Eine wichtige Entscheidung, die großes Problempotential für Arbeitgeber birgt:

Wenn einem Arbeitnehmer eine betriebsbedingte Kündigung ausgesprochen wird, stellt diese Kündigung nach dem "ultima ratio"-Grundsatz das letzte Mittel dar. Der Arbeitgeber muss also zunächst versucht haben, den Arbeitnehmer auf einer anderen freien Stelle im Betrieb oder sogar im Unternehmen (!) weiterzubeschäftigen. Gegebenenfalls ist auch eine Änderungskündigung einer Beendigungskündigung vorzuziehen, wenn eine Beschäftigung nur auf einem Arbeitsplatz möglich wäre, auf den der Arbeitgeber den Arbeitnehmer aus arbeitsvertraglichen Gründen nicht einfach versetzen kann.

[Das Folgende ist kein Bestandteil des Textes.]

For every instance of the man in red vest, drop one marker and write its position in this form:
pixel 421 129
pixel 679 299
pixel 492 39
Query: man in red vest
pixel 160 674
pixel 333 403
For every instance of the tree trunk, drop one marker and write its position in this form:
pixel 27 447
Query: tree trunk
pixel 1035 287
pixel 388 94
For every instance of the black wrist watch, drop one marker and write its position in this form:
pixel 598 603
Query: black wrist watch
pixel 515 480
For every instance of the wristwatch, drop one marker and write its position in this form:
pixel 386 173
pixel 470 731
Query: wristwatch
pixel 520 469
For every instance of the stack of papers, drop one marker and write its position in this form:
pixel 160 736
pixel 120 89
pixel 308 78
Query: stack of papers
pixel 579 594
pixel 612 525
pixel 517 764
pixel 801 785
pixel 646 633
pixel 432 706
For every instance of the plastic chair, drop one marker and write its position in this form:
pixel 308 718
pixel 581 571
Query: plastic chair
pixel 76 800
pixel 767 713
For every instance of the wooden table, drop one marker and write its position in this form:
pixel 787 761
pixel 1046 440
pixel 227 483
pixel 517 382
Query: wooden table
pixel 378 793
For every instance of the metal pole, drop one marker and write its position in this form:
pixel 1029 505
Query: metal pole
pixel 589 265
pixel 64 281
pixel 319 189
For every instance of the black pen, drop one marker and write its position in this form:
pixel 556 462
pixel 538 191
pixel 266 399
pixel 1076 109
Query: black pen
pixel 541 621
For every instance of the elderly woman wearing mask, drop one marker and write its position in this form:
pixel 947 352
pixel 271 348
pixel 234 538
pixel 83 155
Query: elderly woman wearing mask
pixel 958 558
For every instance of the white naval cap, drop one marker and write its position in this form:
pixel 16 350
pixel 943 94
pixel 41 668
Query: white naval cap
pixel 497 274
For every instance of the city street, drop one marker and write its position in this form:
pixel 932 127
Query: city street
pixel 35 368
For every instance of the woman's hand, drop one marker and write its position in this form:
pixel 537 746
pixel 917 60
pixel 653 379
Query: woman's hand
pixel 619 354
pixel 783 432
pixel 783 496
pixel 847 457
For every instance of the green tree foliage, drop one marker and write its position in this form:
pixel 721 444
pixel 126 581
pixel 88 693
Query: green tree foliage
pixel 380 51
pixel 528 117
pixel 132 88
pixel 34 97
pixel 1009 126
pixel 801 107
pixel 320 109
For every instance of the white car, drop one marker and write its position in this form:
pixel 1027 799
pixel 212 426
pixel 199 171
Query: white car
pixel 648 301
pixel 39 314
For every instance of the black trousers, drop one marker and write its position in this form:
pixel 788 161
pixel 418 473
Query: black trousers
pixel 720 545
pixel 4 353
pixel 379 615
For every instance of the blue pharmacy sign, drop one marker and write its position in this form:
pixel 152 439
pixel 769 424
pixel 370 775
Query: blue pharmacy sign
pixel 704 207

Das Landesarbeitsgericht Berlin-Brandenburg hat nun wie auch später das LAG Hamm am 23.03.2009 (8 Sa 313/08) entschieden, dass ein Arbeitgeber, der Leiharbeitnehmer auf einem für die Stammbelegschaft geeigneten Arbeitsplatz (also einem Dauerarbeitsplatz) beschäftigt, zur Vermeidung einer betriebsbedingten Kündigung eines Stammmitarbeiters zunächst den Einsatz eines vergleichbaren Leiharbeitnehmers beenden muss. So hatte auch bereits das Arbeitsgericht Potsdam in erster Instanz entschieden und wurde nun bestätigt.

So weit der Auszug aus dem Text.